A Research Agenda

"My code is very modular."

I have heard this claim and variations of it many times (and not just by students...) and every time I hear it, I want to ask how the speakers knows this to be true. When I do ask, I get useful answers such as "I designed it that way." This kind of circular reasoning tells me nothing and can hardly be considered good engineering practise. If engineering means anything, it means measurement of some form or other and so I do not accept any support for claims of modularity that does not include measurement.

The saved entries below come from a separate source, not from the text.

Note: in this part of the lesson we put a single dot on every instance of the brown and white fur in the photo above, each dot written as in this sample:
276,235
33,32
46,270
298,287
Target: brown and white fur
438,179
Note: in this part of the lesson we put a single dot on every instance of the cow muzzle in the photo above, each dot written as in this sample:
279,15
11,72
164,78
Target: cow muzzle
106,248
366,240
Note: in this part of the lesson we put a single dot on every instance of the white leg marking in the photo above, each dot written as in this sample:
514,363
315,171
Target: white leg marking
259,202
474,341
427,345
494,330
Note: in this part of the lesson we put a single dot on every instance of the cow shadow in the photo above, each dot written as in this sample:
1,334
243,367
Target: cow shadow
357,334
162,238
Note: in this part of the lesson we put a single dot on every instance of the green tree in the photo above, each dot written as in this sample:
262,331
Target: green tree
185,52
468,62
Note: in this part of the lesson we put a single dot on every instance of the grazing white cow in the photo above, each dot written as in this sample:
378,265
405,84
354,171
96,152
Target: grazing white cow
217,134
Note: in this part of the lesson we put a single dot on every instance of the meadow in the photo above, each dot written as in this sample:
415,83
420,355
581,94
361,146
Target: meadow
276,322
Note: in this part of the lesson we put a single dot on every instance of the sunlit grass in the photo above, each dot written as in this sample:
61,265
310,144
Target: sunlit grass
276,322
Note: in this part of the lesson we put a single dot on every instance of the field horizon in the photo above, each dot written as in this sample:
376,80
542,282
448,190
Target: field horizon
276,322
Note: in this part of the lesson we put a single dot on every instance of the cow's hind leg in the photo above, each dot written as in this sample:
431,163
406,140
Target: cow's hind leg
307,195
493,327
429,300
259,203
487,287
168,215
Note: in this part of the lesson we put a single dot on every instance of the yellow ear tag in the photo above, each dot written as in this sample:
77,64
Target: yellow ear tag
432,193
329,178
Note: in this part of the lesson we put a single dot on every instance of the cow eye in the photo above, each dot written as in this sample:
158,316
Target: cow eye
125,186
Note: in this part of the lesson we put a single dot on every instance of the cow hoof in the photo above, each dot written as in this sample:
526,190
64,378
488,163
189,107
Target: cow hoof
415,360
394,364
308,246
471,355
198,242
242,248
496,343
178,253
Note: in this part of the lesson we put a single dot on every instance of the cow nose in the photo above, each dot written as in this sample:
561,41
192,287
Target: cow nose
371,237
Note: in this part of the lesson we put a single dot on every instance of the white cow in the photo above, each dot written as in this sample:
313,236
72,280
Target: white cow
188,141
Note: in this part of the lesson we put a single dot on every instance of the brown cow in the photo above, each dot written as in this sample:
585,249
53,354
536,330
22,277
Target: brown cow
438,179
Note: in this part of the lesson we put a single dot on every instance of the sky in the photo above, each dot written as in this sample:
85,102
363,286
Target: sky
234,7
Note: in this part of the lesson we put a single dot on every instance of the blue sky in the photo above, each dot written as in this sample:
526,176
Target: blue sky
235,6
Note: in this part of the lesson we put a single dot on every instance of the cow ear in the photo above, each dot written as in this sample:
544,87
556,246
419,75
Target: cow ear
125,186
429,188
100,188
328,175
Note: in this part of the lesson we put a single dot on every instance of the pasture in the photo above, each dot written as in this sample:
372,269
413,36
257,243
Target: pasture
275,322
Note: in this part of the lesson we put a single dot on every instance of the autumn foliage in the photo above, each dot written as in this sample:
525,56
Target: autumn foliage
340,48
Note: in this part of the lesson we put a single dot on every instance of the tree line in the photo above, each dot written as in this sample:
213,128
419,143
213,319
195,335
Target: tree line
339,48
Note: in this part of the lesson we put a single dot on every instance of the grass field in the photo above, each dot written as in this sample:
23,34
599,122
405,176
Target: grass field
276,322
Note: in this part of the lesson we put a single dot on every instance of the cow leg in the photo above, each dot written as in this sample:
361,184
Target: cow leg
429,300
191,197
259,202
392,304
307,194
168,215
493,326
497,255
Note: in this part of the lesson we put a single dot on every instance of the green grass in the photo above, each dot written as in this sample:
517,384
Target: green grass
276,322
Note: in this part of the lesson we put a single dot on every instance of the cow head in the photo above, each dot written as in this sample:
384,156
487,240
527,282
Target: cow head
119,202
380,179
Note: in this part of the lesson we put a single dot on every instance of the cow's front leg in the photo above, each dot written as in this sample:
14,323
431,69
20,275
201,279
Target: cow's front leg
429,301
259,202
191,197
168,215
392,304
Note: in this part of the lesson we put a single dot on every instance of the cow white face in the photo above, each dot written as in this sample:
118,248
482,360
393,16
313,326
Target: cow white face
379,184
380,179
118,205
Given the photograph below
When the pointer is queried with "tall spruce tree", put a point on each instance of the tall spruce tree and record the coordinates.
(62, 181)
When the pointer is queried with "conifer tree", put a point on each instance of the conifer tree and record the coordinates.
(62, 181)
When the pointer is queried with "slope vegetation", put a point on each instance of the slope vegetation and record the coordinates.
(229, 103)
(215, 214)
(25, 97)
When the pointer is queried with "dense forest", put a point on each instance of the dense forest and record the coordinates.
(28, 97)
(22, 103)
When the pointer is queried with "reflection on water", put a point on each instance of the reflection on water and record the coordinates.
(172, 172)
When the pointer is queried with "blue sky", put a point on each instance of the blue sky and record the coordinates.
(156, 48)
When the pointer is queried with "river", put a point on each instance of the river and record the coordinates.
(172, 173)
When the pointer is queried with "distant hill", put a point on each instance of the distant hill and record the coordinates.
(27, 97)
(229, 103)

The problem with requiring measurements of modularity is there are none. I've been told that such things as coupling and cohesion are measures of modularity, but these attributes do not even have precise definitions so cannot be considered measurements. I've been told that there are metrics for coupling and cohesion such as CBO and LCOM from the CK metric suite [CK91]. The problem with those metrics is there are so many of them [BDW98,BDW99] and so it's not clear which should be used to measure modularity, or even do any of them have any useful relationship to what we consider to be modularity.

The real problem I have with the CK suite and similar metrics is that they only measure a single module (or class in this case). I claim that the quality of the design of a system is not something that can be determined by looking at individual classes. It is conceivable that every class in a system could be considered reasonable by whatever single-class metrics are being used, but the overall design is considered bad. Even if we do find some "bad" classes, we are still left with the question as to whether it is worth the effort to redesign them so that they are "good" without causing problems for other classes. Problems at the design level of a class are unlikely to be fixed without impacting other classes. Finally, it is quite clear that claims of modularity are not being made of single classes, but of the overall design. What we need is measurements of design quality that apply to the entire design.

Measuring overall design quality has a number of issues, not least of which is what "quality" means. I suspect that often claims about modularity are really referring to the degree to which the system can be changed, that is, "modifiability". I also suspect that most of the time, the speaker is really just using "modularity" as a synonym for "good" and haven't thought about what it might really mean. The problem with this is there are a number of different quality attributes that we care about and it seems very unlikely that one design will simultaneously meet all requirements of goodness. For example, a design intended to allow a system to be created quickly ("buildability") will probably contain design decisions that will make it more difficult to change ("modifiability") than other designs. Designs aimed at modifiability are likely to have properties that affect "performance". Designs intended to have good performance may contain decisions that are difficult to understand ("understandability").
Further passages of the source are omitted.